AntiGravity Fitness
- Type: Privately-held company
- Industry: Physical fitness
- Founded: 2007; 19 years ago
- Founder: Christopher Calvin Harrison
- Headquarters: New York City
- Number of locations: 600+ licensed studios
- Products: Harrison AntiGravity Hammock
- Services: Program licensing, product sales, teacher trainings, fitness instruction
- Parent: AntiGravity, Inc
- Website: antigravityfitness.com

= AntiGravity Fitness =

American company

AntiGravity Fitness is a fitness company founded by Christopher Calvin Harrison in 2007 and based in New York City, specializing in hybrid aerial fitness techniques that combine silk hammocks with modern yoga, pilates, barre exercises, and traditional strength training techniques for aerialists into different exercise curriculums.

Harrison first developed the initial program, AntiGravity aerial yoga, based on warm-up exercises through which he would lead his athletes as director/choreographer of the performance troupe AntiGravity, Inc.

==History==
In 1991, Christopher Harrison founded AntiGravity, Inc, an acrobatic troupe, to choreograph a performance for the New York Marathon. In the following decade, they performed in hundreds of live shows, corporate events, and advertising campaigns.

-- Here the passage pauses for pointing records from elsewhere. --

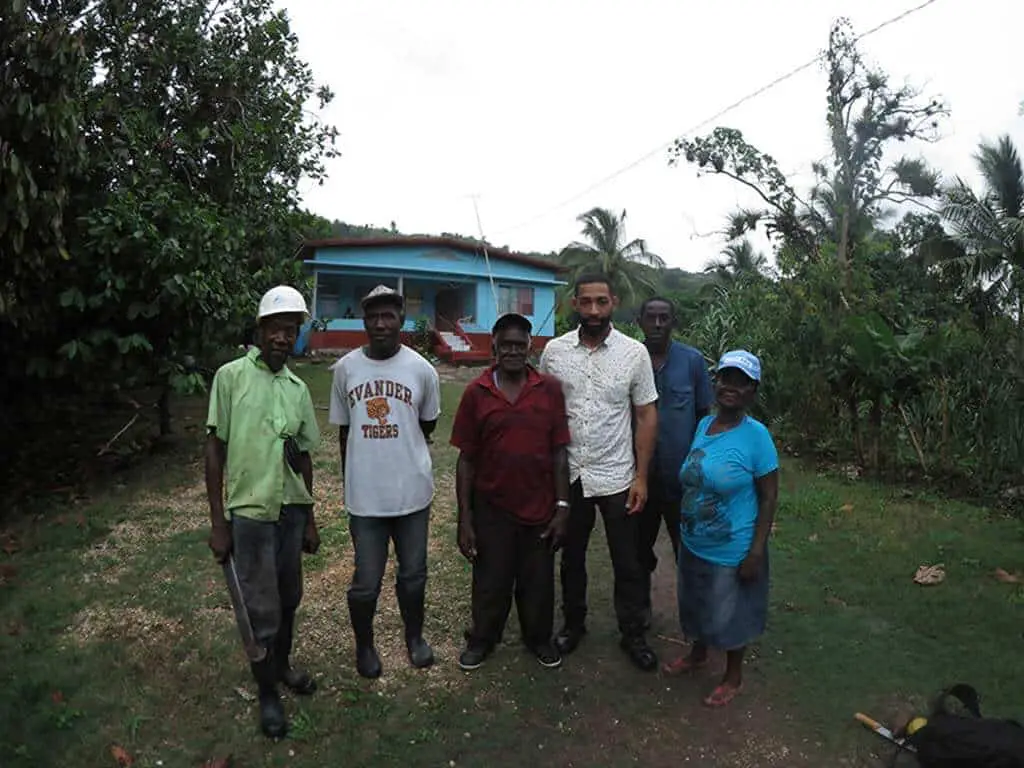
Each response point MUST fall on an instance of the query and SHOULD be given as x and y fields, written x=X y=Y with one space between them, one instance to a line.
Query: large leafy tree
x=171 y=139
x=989 y=224
x=737 y=261
x=605 y=248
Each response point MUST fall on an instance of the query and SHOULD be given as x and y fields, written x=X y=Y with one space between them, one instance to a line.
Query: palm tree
x=604 y=249
x=990 y=225
x=737 y=260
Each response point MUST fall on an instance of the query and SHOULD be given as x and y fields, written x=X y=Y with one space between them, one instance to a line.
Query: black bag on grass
x=950 y=739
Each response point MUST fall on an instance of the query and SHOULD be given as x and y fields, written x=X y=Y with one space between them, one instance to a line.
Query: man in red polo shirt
x=512 y=483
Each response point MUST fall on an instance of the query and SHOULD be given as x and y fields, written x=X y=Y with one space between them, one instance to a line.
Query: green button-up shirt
x=254 y=411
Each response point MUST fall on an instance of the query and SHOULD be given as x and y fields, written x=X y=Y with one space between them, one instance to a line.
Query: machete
x=254 y=650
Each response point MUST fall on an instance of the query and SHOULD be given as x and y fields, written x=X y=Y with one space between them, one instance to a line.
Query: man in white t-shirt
x=385 y=401
x=608 y=382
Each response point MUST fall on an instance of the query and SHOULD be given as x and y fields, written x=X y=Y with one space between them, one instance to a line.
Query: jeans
x=371 y=537
x=621 y=530
x=268 y=561
x=662 y=505
x=511 y=557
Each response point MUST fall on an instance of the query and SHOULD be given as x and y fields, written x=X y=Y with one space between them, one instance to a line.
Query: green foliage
x=604 y=249
x=895 y=348
x=151 y=165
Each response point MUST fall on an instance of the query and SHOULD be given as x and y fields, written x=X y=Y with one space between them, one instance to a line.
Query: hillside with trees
x=150 y=162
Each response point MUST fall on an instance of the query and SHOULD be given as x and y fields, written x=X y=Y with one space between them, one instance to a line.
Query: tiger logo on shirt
x=379 y=410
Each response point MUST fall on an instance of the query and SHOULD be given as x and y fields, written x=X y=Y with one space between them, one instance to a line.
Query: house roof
x=306 y=249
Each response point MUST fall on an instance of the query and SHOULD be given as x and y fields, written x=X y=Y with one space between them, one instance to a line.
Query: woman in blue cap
x=730 y=491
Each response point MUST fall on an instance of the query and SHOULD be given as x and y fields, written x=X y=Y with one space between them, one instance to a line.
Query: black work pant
x=621 y=530
x=268 y=561
x=662 y=505
x=511 y=558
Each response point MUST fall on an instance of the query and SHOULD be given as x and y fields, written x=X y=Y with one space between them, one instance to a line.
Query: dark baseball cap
x=512 y=320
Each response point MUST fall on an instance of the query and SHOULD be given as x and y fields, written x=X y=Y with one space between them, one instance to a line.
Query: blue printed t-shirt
x=683 y=389
x=720 y=502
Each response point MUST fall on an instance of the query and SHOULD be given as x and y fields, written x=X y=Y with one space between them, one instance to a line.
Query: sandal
x=682 y=666
x=723 y=694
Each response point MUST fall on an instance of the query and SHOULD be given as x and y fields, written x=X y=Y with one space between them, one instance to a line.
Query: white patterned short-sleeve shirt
x=601 y=385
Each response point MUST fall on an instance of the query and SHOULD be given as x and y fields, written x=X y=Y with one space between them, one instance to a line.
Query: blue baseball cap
x=743 y=360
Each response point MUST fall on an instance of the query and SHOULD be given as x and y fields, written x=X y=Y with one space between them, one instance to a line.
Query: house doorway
x=448 y=308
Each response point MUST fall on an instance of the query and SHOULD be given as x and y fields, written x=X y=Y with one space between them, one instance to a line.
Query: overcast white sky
x=528 y=103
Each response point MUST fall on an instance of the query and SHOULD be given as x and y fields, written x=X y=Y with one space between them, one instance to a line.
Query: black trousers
x=268 y=560
x=511 y=559
x=662 y=505
x=630 y=580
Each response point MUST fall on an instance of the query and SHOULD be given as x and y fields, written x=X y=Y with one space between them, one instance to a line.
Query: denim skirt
x=716 y=607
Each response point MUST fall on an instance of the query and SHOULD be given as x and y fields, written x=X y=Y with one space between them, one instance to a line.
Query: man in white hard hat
x=262 y=428
x=385 y=401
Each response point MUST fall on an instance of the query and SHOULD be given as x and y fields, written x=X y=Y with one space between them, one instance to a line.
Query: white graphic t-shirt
x=388 y=471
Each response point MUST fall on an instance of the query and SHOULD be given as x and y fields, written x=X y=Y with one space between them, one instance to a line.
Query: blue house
x=457 y=288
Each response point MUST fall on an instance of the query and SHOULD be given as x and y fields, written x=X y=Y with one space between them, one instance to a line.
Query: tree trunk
x=164 y=408
x=853 y=408
x=875 y=423
x=944 y=451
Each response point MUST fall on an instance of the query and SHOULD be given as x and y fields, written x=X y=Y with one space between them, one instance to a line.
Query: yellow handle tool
x=887 y=734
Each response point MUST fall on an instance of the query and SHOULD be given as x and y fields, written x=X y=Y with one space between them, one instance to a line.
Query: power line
x=662 y=147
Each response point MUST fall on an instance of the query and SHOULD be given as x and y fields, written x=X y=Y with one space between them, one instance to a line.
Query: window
x=515 y=300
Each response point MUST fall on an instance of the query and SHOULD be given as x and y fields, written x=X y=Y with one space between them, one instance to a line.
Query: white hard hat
x=282 y=299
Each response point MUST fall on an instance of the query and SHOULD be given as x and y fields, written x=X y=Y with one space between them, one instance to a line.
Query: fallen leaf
x=121 y=755
x=245 y=694
x=930 y=574
x=1007 y=578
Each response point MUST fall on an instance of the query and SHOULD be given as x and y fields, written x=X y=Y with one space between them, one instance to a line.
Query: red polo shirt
x=512 y=444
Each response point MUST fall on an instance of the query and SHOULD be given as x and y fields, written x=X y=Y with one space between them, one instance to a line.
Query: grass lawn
x=118 y=640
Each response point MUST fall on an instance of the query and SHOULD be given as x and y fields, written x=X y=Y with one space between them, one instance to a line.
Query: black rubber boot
x=271 y=713
x=411 y=605
x=368 y=664
x=296 y=680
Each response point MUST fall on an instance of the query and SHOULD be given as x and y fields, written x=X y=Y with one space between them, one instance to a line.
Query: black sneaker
x=548 y=655
x=473 y=656
x=639 y=652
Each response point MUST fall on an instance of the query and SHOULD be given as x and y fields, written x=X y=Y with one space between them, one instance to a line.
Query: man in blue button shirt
x=684 y=395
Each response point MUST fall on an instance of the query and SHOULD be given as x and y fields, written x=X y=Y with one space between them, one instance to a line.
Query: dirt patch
x=130 y=625
x=147 y=519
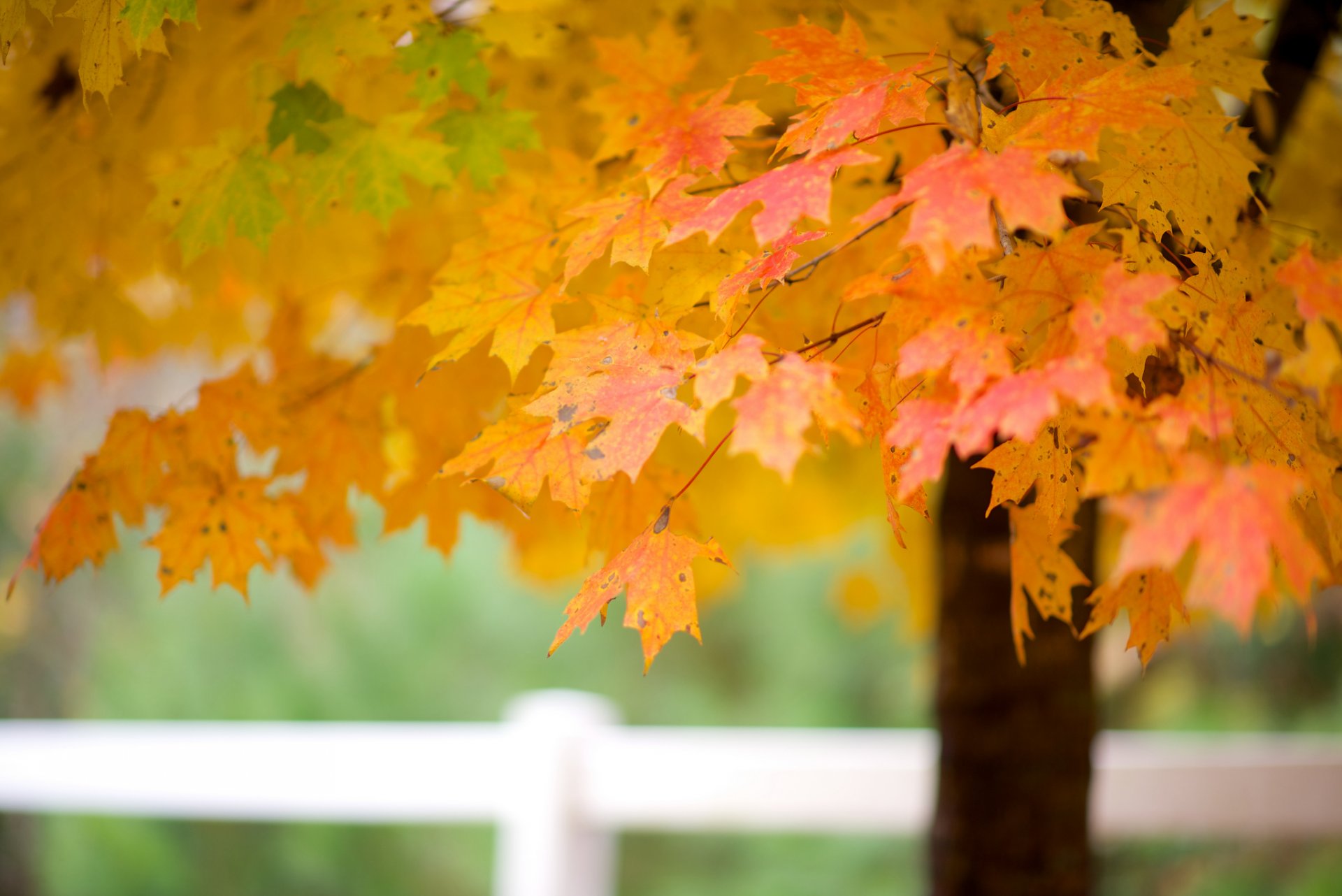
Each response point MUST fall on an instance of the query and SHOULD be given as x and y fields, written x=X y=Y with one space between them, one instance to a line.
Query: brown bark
x=1015 y=741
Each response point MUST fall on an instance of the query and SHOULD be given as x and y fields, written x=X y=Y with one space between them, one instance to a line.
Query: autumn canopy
x=670 y=281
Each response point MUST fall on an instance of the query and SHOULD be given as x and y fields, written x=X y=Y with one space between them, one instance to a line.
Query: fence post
x=544 y=846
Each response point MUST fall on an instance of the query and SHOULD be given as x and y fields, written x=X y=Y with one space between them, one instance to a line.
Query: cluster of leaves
x=1046 y=250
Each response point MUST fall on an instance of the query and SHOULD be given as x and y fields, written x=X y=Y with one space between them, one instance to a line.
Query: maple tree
x=600 y=254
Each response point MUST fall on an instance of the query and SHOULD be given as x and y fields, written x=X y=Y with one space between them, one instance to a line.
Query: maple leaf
x=1317 y=286
x=697 y=137
x=967 y=342
x=1044 y=464
x=331 y=35
x=100 y=45
x=1124 y=99
x=514 y=310
x=656 y=576
x=1152 y=600
x=297 y=109
x=821 y=65
x=440 y=59
x=716 y=376
x=953 y=195
x=14 y=14
x=770 y=266
x=612 y=373
x=24 y=375
x=876 y=421
x=1197 y=171
x=1040 y=573
x=774 y=414
x=647 y=74
x=627 y=222
x=1032 y=48
x=1127 y=452
x=376 y=159
x=1238 y=516
x=230 y=523
x=1219 y=49
x=1121 y=310
x=143 y=17
x=1013 y=407
x=894 y=97
x=788 y=194
x=521 y=452
x=681 y=275
x=478 y=138
x=219 y=189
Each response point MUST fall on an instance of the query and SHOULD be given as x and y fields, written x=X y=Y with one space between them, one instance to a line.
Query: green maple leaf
x=297 y=110
x=481 y=136
x=440 y=59
x=14 y=15
x=376 y=159
x=145 y=16
x=329 y=35
x=220 y=187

In 1997, AntiGravity performed during the opening ceremonies of the Femina Miss India pageant, and Harrison, while unable to perform due to injury, cites this time in India as his first exposure to yoga and a major influence on the development of aerial yoga and what would become AntiGravity Fitness.

During a retreat at Club Med, Harrison and his performers came across a gazebo with hammocks hanging from the ceiling. After experimenting and developing a few flips, they hung up similar hammocks in their New York City rehearsal studio, The AntiGravity Skyloft Harrison states that they soon discovered that "hanging upside down for a minute would take all the kinks out". The hammocks soon became a regular part of their warm-up routine.